Roe experimented with both tri-planes and bi-planes. It was his two-seater E500 that caught the eye of the War Office and between 1912 and 1913 twelve dual-controlled E500 trainers were ordered. This injection of much needed cash allowed Roe to set up A V Roe and Co Ltd.
A natural development of the E500 was the 504. Work on this aircraft started in April 1913 and was finished just twelve weeks later when the first prototype flew at Brooklands in July 1913. In an aerial race in September 1913 the 504 reached a speed of 66 mph when it came fourth in the Second Aerial Derby. The 504 was a bi-plane with both wings being of equal span. The fuselage was a wire-braced wooden box girder design. The original 504’s were fitted with an 80-hp engine.
In the months just before the start of World War One, the War Office ordered twelve Avro 504’s while the Admiralty Office ordered one. All thirteen were delivered by September 1914.
The RFC did not take to the 504 immediately. The first RFC aircraft to be shot down during World War One was an Avro 504 flown by Lieutenant V Waterfall on August 22nd.
However, the 504 did become an accepted part of the RFC and on November 21st 1914, 504’s took part in a bombing raid on Zeppelin sheds at Friedrichshafen in an attack led by Squadron Commander E F Briggs. 504’s also took part in direct attack on Zeppelins by dropping bombs on them while they were in flight.
In early 1915, the 504A was introduced. This became the main version produced by Avro between 1915 and 1916. Its ailerons were shorter but broader and gave better control and response while some 504A’s had no canvas cover over the lower wing so that the pilot had better downward vision. The 504B reverted to the original size ailerons but had a larger rudder. It was thought that this combination gave the pilot better control and made the 504 even more responsive. 240 504B’s were built. While the 504 was primarily a trainer, two were fitted with machine guns and an upward firing Lewis machine gun and were based at Dunkirk.
The first mass produced Avro 504 was version J, though some of these started their ‘life’ as an A version but by the time they were finished were J variants. There seems to be little doubt that Roe used the previous variants as experiments – such as which size ailerons were best; what engine size was best considering that too big an engine would slow the aircraft down. The 504J used a 100 hp Gnome Monosoupape engine and 1,050 were built in total. While the 504J was a reliable aircraft to fly, it depended on good servicing on the ground. It also was the first 504 to use the Gosport speaking tube that allowed the flying instructor to communicate with the trainer.

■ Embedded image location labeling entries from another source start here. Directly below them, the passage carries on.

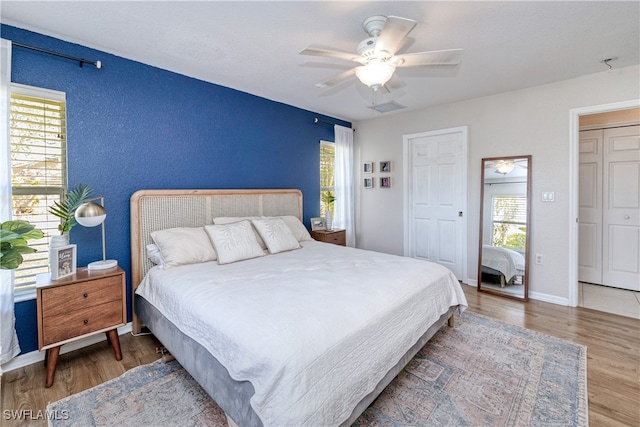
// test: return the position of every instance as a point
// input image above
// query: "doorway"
(435, 198)
(574, 216)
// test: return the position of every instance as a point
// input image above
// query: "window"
(38, 172)
(327, 176)
(509, 222)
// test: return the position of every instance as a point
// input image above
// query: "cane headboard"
(153, 210)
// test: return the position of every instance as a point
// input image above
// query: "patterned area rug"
(481, 373)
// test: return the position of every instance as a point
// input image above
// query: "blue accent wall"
(131, 126)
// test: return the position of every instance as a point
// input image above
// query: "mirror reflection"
(504, 224)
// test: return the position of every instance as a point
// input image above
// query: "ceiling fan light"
(375, 74)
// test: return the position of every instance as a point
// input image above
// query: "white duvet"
(509, 262)
(314, 330)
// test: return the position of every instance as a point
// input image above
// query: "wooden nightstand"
(337, 237)
(86, 303)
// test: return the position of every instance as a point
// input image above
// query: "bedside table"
(86, 303)
(337, 237)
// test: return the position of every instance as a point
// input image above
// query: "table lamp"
(90, 214)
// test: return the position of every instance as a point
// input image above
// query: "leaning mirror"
(505, 226)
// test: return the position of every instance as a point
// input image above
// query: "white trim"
(463, 130)
(574, 162)
(38, 92)
(37, 356)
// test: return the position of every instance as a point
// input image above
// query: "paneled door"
(621, 208)
(590, 207)
(609, 207)
(435, 197)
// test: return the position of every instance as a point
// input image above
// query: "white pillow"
(154, 255)
(298, 229)
(276, 234)
(221, 220)
(183, 245)
(234, 242)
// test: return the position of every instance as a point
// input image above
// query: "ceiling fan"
(377, 53)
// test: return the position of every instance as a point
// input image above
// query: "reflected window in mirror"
(504, 226)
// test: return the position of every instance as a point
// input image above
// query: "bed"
(306, 335)
(505, 264)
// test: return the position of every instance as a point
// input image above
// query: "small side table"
(86, 303)
(337, 237)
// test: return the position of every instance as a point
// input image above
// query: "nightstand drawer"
(336, 238)
(64, 299)
(79, 322)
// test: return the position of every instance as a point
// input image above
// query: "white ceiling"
(253, 46)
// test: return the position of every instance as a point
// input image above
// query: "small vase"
(59, 240)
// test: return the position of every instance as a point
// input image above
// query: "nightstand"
(86, 303)
(337, 237)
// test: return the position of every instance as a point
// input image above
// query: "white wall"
(532, 121)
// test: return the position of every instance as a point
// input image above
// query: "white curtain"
(345, 196)
(9, 346)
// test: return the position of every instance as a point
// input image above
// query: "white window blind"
(327, 175)
(38, 172)
(509, 222)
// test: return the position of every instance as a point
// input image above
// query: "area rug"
(482, 372)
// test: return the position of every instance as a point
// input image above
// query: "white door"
(621, 208)
(590, 207)
(435, 197)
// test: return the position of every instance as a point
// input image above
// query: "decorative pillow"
(154, 255)
(298, 229)
(234, 242)
(276, 234)
(183, 245)
(221, 220)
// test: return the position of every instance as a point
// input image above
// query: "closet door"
(621, 208)
(590, 207)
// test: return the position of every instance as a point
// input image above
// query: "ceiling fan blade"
(327, 53)
(338, 78)
(393, 34)
(434, 57)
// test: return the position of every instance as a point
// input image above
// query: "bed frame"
(153, 210)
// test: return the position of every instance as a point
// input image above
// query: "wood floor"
(613, 366)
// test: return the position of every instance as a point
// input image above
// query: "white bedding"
(510, 263)
(314, 330)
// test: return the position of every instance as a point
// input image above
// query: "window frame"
(28, 291)
(324, 145)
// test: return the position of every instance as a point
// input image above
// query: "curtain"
(9, 346)
(344, 203)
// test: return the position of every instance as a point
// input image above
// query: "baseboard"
(37, 356)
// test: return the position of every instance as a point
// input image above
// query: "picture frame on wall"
(368, 182)
(62, 261)
(318, 224)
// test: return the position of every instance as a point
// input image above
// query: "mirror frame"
(525, 277)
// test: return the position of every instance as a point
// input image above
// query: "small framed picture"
(318, 224)
(62, 261)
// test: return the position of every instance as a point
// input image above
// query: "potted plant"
(65, 208)
(14, 236)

This system was used right through the RAF’s bi plane era, including being used in the famous Tiger Moth.
The most famous 504 was the 504K. This aircraft introduced a new form of engine mounting that allowed the standardisation of the airframe around an open-fronted cowling. For this reason of standardisation, very many 504K’s were made – 6,350 in total. Avro aimed to produce 100 504K’s a week. The Americans were so impressed with it that they ordered 52 504K’s for the American Expeditionary Force.
By the time World War One ended, more 504’s had been built in Britain than any other aircraft. Officially 8,340 were built by Avro or sub-contractor firms such as Sunbeam. The bulk of 504’s were used in training units and did not see combat. Therefore a great number survived the war and were sold off when the RAF was run down post-1918. A 504K without an engine could cost as little as £868 from the Aircraft Disposal Company based in Croydon while a serviceable engine cost £907. Therefore, a post-war Avro 504K could be purchased for less than £1800 – a considerable sum of money for many in post-war Britain but affordable for some. Many foreign governments bought them – Australia, New Zealand, Estonia, Japan and Canada for example. Unlicensed copies were even made in the USSR. Being two-seater, many 504’s were used in what became known as ‘flying circuses’ during the 1920’s and 1930’s. Percival Philips, a captain in the RFC/RAF during World War One and awarded the DFC, flew 91,000 passengers in his 504K in a period of 15 years. The RAF continued to use the 504 as a trainer and ordered 512 aircraft between 1927 and 1933. 504’s were even used in World War Two when they were used with Hotspur glider units and the 504N was used to develop towing techniques for the airborne forces.